Romel scowled as he slapped a clump onto the plastic cloth near Johar's feet and grabbed Johar's hat. Bija scrambled over and stuffed in a mouthful. As she chewed, she began to cough again, but this time she couldn't stop and with each cough her lungs produced a wretched gurgling.

Was she breathing? Her eyes were wide, but she didn't seem to see him. Johar couldn't let her choke to death! He scooped her up, hurried her outside and tied her to the donkey's saddle. He mounted and raced the beast toward Suryast's western edge, to the building with the red mark.

What a disaster! thought Johar. The line of sick people stretched over the ridge into the fading sun—maybe thirty people deep—just as Vikhrim had warned. Bija's eyes rolled back to show the white parts. Her breaths were barely audible. Bija might die if they waited in line. She needed help now! Every nerve in Johar's body strained to ride faster. The donkey clambered along the cracked plain, sending up clouds of dust. Finally they reached the front of the line. Johar leaped down, untied Bija, and pulled her into his arms.

He pounded fiercely on the flimsy wooden door. “My cousin is dying!”

“My son is sick too,” yelled an angry man, “and we've waited for hours to get up to the doctor's door.” He pushed Johar away, but Johar swerved around him and pounded harder on the door.

“What are you doing, you selfish boor?” demanded a one-legged man behind the first. He hopped on one foot as he brandished his cane. “I've waited all morning in the wretched sun to get a leg.”

“American doctor, please help! She's dying!” Johar yelled in English through the open window.

The door swung open. A man with cloud-colored hair around a pink face emerged. Behind him was a woman in owlish spectacles, also with pale skin. “What's the trouble, Nils?” the woman asked the man.

The pink-cheeked man began speaking to Johar in Dari. “What is the trouble?”

“I'll show you trouble!” screeched the one-legged man. He smashed Johar on the back with his cane. “The boy jumped the line.” Johar winced in pain but held his place.

“Stop!” Nils grabbed the cane. “Patience,” he shouted,
prodding the man back into the angry crowd. Nils stationed himself between Johar and the throng like a human shield.

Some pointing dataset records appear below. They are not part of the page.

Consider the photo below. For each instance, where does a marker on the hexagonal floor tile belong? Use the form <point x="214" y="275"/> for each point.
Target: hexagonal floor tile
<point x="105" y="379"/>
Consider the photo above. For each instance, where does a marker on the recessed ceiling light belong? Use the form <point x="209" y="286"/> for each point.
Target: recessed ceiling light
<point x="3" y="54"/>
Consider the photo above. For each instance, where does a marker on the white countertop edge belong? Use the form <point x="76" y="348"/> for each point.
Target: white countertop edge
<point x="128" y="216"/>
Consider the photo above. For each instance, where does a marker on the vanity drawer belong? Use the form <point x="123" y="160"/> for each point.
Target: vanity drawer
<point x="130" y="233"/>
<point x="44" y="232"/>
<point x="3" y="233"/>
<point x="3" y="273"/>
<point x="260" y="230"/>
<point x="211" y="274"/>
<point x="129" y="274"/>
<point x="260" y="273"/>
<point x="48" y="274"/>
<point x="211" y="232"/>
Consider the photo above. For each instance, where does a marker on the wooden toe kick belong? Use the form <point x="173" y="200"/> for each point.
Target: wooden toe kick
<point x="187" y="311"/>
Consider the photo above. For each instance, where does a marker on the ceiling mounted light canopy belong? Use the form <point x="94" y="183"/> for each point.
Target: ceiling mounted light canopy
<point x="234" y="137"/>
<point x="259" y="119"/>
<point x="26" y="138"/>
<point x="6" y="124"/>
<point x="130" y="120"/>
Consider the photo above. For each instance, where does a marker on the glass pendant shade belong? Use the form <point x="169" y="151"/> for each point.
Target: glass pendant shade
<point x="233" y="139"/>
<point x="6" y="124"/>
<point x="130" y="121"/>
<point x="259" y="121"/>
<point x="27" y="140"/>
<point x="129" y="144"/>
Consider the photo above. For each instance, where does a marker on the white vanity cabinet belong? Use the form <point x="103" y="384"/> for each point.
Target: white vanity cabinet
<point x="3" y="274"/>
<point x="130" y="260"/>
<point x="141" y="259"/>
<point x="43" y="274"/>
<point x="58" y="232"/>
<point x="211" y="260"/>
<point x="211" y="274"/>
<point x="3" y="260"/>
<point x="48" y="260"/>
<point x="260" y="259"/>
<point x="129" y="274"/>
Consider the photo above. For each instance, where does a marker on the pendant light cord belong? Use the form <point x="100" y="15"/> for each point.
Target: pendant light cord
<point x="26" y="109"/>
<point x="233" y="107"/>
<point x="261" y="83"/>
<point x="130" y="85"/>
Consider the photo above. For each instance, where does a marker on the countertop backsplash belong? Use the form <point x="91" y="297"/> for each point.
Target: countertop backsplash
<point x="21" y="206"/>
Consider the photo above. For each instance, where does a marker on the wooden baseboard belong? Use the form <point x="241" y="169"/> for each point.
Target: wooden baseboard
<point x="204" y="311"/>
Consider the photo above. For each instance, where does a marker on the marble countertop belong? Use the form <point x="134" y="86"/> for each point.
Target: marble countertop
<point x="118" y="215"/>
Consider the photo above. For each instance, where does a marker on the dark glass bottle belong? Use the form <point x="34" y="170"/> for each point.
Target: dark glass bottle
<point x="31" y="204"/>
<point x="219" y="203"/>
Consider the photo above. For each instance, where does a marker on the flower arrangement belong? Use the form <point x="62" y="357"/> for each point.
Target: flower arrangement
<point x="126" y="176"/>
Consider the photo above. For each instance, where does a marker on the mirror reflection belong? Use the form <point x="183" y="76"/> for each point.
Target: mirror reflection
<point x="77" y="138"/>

The spectacled woman approached. She began to examine Bija, peering down Bija's throat and listening to her chest with a metal stethoscope. “Rales,” she muttered.

“Can you help my cousin?” Johar begged in English. “She cannot breathe!”

The woman raised her eyes to his, startled by Johar's words. She turned and opened the door. “Bring her in.”

The crowd roared. “Thrash that boy! He cut in.”

“Just because the boy speaks Ingleesi.”

Speaking in Dari, Nils attempted to calm the crowd. “Your turn will come. We will see you all.”

Johar's heart pounded as the woman took Bija in her arms and carried her into the compound. She laid Bija on a metal table, stuck an instrument down her throat in a concentrated motion, then pulled it out. Johar came over and helped to hold Bija steady. She shuddered and coughed, then began to breathe—breaths that beat like hummingbird wings. Bija was still alive! The doctor rubbed the instrument along a glass slide, then removed some blood with a needle.

“This medicine will treat her infection.” The woman said. She rubbed a patch of Bija's skin with a piece of cotton, then poked another needle into her arm.

Johar sighed deeply. The din of the crowd, which had faded in those awful moments, returned in a swell outside the window. “Will she live?” he asked in English.

With sturdy hands the woman set Bija on a cot by the wall. “We hope so.” She removed her glasses. Her eyes and the strands of hair that peeked from her scarf were both the slate color of goat's wool. “Your cousin is one sick little girl
with an extremely high fever. I suspect that she has bacterial pneumonia. Do you understand?”